If he was too good to drink with me, I wasn’t about to wet my lips.

“I’m not after your money. Whether you like it or not, there’s a strong
possibility that someone tried to kill my brother to send a message
to your son, to intimidate him into not talking to the DA. The police
ought to be looking into that possibility, but I can’t approach them
until I have Keith’s permission to disclose what I know.”

“You don’t understand. You see, my son is a—a moral coward. Among
other things.” A sheen of sweat had appeared on Gerald’s face. He seized
his Scotch glass and drank from it.

“Is that why you cut him off?”

“He cut us off, the way I see it. Not that it makes any difference.
This latest charge—the dead professor in the sex club—well, I never
imagined it would come to something like this. But I can’t say I’m
surprised, either. If Keith thinks that talking might get him killed, he
won’t talk. It’s that simple.”

“Then they’ll probably charge him with something once they catch
up with him. In that case he’ll need a lawyer.”

“You, I suppose.” He went around the desk for a refill and looked me
up and down with distaste. “Are you as—as effective as your brother?”

“If Teddy was crooked, I didn’t know it, and I haven’t seen any evidence
of it. He won trials, and he made police officers look bad, and in
the process he didn’t make any friends in the district attorney’s office. In
other words, he did his job. He was very, very good at finding witnesses
and evidence that other lawyers might not have found. Depending
on your point of view that’s just good old-fashioned investigation, or
it’s too good to be true. But whatever Teddy was, I’m straight. And I
intend to take over his practice until he’s well enough to come back
to work. For as many of his old clients as will have me, anyway.”

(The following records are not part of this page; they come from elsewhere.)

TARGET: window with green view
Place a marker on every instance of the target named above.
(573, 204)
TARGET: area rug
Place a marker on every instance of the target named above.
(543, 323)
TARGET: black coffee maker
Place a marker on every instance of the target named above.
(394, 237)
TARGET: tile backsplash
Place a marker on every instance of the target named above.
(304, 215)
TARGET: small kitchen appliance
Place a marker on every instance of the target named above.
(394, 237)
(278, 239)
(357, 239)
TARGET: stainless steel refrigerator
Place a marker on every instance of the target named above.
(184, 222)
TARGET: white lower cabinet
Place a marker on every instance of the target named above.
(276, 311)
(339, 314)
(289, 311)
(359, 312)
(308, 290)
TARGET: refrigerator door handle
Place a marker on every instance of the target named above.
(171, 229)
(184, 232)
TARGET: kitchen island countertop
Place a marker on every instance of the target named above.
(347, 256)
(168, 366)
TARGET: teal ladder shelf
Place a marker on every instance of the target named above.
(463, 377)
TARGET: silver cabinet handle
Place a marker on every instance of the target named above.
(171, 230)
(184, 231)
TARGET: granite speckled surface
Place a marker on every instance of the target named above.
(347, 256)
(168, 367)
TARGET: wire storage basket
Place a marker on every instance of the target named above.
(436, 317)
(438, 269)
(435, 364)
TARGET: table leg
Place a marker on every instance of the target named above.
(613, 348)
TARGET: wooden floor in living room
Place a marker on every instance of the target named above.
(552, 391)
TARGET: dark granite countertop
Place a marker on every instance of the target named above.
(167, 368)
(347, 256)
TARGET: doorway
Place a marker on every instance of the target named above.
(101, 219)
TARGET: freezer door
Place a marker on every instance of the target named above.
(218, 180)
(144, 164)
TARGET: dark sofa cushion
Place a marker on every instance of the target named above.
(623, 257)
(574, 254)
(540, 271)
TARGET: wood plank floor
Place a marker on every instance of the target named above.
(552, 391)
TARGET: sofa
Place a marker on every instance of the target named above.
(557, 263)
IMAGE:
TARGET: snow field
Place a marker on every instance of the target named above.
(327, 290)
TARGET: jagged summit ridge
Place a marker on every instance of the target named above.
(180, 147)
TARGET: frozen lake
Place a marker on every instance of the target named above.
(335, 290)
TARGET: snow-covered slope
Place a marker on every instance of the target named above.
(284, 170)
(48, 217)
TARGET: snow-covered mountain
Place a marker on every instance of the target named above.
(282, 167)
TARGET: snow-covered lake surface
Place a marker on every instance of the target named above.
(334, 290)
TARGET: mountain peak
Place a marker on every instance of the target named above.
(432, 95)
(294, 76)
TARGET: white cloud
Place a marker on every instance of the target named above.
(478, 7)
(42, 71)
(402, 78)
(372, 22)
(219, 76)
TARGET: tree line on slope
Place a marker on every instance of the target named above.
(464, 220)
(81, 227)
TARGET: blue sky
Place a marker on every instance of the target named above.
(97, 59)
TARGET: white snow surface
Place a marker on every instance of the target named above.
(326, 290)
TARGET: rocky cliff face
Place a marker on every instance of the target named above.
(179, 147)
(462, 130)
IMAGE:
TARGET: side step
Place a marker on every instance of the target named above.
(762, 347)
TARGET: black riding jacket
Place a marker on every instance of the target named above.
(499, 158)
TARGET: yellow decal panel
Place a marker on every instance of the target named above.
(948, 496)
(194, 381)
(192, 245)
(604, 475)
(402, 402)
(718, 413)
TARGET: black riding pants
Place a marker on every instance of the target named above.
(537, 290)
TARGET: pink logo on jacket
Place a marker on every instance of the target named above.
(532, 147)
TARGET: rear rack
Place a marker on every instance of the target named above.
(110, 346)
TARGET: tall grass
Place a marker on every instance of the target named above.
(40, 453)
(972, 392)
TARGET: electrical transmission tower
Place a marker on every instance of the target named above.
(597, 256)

“The hell you’re straight. You’re all crooks. They ought to charge
you as accomplices after the fact.” He eyed me over his glass. “You’re
taking on all his clients?”

“You don’t think your son should have a lawyer? Or mount a defense?
You’d like him just to plead guilty to whatever the DA charges
him with, maybe first-degree murder, and take the maximum?”

“You want my honest opinion?”

I didn’t answer. It’s better not to, when people ask stupid questions.